Nerve transfer
In order to bypass the patient's spinal cord injury and return the use of his hands, surgeons connected a working nerve originating from above his injury to another nerve controlling the thumb and index finger. Washington University School o

A 71-year-old quadriplegic man has regained some use of his hands thanks to surgeons at Washington University School of Medicine in St. Louis. Doctors rewired the man, rerouting working nerves from his upper arms that were still able to communicate with his brain.

After a year of physical therapy, the man can now bend his thumb and index finger -- enabling him to feed himself bites of food and write with assistance, according to a report published on Tuesday in the Journal of Neurosurgery.

This is not a particularly expensive or overly complex surgery, lead author Susan E. Mackinnon said in a statement on Tuesday. It's not a hand or a face transplant, for example. It's something we would like other surgeons around the country to do.

Ida Fox, an assistant professor of plastic and reconstructive surgery at Washington University, says moving nerves around is a bit like robbing Peter to pay Paul -- or in this case, robbing the elbow to pay the hand.

There is a bit of trade-off, Fox says. Luckily we have some spare parts.

Nerve transfer is already frequently used for peripheral nerve injuries, which are more common than you might think.

Fox has shuffled nerves around to give hands back to gunshot victims, stabbing victims and others. Most of her patients, she says, are young men who decide to punch plate glass windows. One of her other patients fell on a windowpane while repairing his Victorian house and severed the ulnar nerve that runs from the ring and pinky fingers to the shoulder.

But spinal injury cases often present a more challenging obstacle.

Nerve transfer was able to work for the patient described in the Journal of Neurosurgery paper because his injury -- caused by a car accident -- was localized to the sixth and seventh cervical vertebrae at the bottom of his neck. The accident paralyzed him from the waist down, and he lost the ability to flex and extend his fingers.

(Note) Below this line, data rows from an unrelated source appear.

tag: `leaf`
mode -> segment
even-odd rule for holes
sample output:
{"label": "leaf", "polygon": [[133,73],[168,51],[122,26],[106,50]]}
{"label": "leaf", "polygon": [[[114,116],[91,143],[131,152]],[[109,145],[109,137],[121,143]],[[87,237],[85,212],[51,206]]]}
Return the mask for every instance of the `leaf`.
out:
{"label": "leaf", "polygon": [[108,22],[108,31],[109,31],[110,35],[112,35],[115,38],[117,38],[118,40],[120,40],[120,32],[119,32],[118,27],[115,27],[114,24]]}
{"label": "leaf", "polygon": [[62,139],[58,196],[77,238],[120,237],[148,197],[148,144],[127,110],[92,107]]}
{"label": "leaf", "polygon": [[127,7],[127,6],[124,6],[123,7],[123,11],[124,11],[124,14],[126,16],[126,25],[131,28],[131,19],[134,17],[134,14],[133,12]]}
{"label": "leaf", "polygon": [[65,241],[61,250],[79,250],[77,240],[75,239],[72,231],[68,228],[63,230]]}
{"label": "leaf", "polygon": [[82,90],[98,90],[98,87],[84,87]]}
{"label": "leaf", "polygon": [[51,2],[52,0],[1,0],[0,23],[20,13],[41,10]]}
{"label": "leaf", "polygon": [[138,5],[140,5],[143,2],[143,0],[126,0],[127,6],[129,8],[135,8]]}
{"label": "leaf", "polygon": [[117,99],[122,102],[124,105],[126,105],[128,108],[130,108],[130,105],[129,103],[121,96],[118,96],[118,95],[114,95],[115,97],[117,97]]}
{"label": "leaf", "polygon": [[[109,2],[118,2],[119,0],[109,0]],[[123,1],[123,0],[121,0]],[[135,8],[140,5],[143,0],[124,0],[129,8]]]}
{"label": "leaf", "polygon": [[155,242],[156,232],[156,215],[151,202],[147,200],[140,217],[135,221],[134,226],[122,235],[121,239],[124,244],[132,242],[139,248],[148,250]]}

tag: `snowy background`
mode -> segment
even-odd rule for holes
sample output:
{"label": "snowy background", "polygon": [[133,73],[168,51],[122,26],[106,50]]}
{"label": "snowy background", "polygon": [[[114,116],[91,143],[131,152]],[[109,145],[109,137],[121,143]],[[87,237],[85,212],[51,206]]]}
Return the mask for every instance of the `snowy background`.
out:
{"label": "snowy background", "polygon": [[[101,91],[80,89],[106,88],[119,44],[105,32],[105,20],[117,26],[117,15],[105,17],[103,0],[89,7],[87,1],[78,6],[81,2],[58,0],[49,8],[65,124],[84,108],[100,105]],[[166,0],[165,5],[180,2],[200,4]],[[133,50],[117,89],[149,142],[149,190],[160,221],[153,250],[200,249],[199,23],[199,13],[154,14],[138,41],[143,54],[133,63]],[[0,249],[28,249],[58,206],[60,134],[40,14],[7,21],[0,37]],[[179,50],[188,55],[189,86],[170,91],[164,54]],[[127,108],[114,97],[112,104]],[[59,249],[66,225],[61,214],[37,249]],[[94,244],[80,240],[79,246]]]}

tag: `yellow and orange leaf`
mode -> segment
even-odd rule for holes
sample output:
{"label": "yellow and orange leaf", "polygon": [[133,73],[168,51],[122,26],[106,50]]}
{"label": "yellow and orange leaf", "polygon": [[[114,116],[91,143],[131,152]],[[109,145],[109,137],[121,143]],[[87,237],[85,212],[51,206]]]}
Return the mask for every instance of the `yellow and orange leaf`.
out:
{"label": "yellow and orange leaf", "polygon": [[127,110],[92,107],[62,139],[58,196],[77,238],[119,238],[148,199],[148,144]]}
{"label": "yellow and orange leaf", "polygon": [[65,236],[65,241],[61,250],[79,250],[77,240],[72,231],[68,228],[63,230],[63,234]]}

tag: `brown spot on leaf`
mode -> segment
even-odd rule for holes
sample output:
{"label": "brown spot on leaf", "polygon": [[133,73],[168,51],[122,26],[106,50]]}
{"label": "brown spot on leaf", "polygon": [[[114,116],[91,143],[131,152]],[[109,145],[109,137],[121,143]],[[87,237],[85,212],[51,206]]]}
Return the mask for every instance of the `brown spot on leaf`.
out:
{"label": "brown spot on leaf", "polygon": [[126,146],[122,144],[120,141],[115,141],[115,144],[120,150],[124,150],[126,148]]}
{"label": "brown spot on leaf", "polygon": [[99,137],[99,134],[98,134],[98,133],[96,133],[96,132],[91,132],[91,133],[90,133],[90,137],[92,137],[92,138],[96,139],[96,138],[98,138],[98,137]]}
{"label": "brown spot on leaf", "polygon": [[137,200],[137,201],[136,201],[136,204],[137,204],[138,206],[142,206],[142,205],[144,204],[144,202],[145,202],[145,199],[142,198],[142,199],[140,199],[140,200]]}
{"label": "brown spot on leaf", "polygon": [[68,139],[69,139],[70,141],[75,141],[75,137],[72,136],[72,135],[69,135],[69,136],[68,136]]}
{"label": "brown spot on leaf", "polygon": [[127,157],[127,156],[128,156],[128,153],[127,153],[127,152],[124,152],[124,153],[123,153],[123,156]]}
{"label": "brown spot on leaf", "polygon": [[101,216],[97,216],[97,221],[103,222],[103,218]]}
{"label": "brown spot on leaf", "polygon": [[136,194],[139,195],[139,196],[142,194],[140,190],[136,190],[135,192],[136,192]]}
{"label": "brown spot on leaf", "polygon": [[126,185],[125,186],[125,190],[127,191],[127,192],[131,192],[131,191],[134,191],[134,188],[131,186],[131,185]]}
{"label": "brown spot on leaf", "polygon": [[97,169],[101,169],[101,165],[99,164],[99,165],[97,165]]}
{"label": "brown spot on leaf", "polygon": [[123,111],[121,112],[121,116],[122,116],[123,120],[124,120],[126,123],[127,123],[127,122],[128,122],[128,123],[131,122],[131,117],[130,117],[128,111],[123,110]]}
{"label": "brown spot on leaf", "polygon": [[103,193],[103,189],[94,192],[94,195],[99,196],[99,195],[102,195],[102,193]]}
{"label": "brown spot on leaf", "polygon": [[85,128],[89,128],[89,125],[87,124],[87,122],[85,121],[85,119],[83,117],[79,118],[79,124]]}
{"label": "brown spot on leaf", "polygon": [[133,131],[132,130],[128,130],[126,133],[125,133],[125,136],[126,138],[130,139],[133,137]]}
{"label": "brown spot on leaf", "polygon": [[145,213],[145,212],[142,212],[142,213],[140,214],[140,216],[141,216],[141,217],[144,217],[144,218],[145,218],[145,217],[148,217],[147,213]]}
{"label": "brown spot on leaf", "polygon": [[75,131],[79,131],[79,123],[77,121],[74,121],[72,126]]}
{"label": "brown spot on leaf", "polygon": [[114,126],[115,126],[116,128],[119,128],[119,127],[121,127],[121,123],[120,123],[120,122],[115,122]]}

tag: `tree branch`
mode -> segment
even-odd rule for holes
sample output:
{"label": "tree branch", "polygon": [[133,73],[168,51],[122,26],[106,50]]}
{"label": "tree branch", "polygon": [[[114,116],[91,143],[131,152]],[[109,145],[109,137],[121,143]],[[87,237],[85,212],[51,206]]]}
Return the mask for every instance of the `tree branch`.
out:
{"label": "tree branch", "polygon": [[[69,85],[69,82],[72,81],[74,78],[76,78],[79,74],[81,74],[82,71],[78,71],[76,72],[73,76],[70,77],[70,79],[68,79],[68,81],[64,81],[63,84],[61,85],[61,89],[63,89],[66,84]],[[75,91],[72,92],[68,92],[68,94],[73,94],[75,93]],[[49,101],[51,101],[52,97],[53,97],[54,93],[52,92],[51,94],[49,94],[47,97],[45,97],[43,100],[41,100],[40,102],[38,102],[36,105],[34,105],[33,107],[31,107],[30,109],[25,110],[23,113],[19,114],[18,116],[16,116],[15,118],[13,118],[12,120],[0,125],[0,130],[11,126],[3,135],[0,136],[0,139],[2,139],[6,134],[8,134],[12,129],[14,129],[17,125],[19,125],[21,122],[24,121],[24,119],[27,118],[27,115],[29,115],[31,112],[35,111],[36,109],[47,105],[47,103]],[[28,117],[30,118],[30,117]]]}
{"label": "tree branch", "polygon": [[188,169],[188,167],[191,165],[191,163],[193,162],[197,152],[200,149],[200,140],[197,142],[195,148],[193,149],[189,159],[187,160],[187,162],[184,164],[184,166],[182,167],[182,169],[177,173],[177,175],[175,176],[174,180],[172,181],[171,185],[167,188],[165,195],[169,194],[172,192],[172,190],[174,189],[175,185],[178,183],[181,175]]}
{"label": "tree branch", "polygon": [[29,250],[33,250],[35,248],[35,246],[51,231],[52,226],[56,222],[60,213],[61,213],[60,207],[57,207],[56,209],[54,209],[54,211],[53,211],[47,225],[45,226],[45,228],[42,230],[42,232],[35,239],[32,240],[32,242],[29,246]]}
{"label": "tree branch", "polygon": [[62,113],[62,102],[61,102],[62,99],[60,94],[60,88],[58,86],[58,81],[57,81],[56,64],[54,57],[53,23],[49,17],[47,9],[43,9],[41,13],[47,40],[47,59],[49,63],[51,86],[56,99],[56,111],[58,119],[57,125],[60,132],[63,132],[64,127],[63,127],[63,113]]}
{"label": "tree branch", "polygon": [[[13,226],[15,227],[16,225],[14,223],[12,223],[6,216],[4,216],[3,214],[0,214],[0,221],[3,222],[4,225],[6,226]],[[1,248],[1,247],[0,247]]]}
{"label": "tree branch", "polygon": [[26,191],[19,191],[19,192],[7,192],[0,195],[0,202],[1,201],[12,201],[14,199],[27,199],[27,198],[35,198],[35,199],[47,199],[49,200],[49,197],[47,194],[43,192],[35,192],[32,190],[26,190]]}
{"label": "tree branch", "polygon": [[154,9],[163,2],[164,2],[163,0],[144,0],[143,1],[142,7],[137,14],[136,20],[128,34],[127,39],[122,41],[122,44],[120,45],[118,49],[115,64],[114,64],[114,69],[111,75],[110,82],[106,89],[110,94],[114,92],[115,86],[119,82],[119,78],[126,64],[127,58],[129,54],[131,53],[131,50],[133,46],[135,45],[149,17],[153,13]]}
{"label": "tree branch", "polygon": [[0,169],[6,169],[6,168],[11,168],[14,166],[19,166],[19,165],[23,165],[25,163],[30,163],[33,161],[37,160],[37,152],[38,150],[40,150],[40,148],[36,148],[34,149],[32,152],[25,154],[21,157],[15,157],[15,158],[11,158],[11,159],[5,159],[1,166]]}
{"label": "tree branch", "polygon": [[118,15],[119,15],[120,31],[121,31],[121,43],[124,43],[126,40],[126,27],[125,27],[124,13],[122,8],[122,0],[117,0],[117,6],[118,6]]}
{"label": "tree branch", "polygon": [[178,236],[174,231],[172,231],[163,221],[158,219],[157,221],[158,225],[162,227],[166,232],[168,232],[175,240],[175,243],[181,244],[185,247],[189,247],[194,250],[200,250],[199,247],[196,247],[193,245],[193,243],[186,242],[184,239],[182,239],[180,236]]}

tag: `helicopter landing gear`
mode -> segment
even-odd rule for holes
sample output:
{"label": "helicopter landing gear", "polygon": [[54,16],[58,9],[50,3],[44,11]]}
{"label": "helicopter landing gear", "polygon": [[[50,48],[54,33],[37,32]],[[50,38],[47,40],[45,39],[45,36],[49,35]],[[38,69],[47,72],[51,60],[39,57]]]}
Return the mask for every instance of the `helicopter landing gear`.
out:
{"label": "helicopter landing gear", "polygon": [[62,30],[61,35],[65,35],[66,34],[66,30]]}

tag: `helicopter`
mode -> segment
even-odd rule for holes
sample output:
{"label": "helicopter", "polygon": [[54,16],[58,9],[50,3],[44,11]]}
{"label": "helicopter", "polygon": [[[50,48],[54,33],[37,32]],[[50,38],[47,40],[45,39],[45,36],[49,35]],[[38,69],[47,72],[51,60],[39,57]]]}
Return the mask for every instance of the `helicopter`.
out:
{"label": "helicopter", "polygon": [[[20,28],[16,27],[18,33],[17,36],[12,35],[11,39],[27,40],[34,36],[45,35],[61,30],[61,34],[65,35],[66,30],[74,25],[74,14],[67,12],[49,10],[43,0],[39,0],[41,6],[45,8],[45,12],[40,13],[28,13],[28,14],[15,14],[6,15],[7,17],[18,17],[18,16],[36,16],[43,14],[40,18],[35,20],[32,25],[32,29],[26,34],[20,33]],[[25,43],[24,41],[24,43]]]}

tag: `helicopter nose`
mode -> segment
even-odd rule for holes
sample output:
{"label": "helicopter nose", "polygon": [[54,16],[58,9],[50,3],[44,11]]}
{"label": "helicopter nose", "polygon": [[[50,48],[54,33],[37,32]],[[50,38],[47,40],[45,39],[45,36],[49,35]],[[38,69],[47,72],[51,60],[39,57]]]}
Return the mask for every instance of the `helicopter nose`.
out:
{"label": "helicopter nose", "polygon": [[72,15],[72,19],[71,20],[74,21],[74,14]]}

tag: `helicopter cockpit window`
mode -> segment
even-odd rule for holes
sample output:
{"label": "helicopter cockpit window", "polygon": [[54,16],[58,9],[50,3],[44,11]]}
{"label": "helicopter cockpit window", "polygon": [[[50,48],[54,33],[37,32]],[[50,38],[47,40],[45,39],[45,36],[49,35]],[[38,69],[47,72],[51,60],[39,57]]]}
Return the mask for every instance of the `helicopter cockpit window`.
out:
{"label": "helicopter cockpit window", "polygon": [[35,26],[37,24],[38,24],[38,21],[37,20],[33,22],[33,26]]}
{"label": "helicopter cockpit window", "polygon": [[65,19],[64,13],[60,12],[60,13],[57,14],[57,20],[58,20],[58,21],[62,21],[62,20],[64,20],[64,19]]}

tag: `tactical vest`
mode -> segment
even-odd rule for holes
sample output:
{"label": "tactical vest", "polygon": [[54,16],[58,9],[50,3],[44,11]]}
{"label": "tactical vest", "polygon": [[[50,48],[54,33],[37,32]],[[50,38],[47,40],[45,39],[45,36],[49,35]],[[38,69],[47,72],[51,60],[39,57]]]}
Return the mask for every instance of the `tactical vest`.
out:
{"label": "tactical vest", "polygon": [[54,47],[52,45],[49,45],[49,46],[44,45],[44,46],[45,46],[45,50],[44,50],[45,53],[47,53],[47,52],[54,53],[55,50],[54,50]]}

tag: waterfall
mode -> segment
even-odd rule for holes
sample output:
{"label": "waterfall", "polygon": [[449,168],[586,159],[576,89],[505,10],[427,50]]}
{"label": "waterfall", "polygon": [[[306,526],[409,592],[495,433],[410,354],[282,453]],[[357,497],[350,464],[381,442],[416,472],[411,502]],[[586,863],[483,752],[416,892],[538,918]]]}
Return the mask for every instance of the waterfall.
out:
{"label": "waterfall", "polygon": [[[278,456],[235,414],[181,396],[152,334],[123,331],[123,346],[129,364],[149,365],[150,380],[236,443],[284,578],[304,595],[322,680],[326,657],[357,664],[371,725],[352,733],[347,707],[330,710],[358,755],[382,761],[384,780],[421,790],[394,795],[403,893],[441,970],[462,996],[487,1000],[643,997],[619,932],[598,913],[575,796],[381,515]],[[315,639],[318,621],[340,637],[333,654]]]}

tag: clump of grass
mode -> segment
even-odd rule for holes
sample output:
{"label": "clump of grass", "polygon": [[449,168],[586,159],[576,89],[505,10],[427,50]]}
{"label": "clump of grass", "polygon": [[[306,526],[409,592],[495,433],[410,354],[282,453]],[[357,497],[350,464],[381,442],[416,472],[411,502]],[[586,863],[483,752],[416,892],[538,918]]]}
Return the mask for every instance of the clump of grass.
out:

While the nerves springing from the patient's damaged vertebrae couldn't communicate with the brain, the nerves originating in the spinal cord above the injury site could still talk to the brain.

Mackinnon and her colleague selected one of these nerves -- the brachialis nerve, located in the upper arm and connected to one of two muscles that work to flex the elbow -- as a donor. They connected it to the patient's nonworking anterior interosseous nerve, which activates the muscles that flex the thumb and index finger.

Once the patient's arms were sewn back up, that wasn't the end, though. He still had to retrain his brain to remember that the motion that previously would have flexed his elbow now flexed his thumb.

In this particular procedure, the brain remodeling process is somewhat intuitive, Fox says, given the related motions of the elbow and the hand.

You're using a muscle that makes sense. When you bring food up to your mouth you're generally bending your elbow and pinching at the same time, Fox says.

One of the alternative methods for restoring hand function after an injury is tendon transfer, where a muscle is moved by detaching a tendon and sewing it into a different place. This kind of procedure is a blunt instrument, according to Fox, because you're taking one of the muscles that move the elbow and asking it to perform a different task.

Nerve transfer, she says, results in a relatively finer degree of control for the patient.

Fox hopes that the procedure will encourage more hand surgeons to become more familiar with paralyzed patients. Currently, many hand surgeons are reluctant to work on these kinds of cases, she says.

A lot of us don't have contact with these types of patients. The quadriplegic patient population is one that we as physicians don't treat very well or serve very well, Fox says.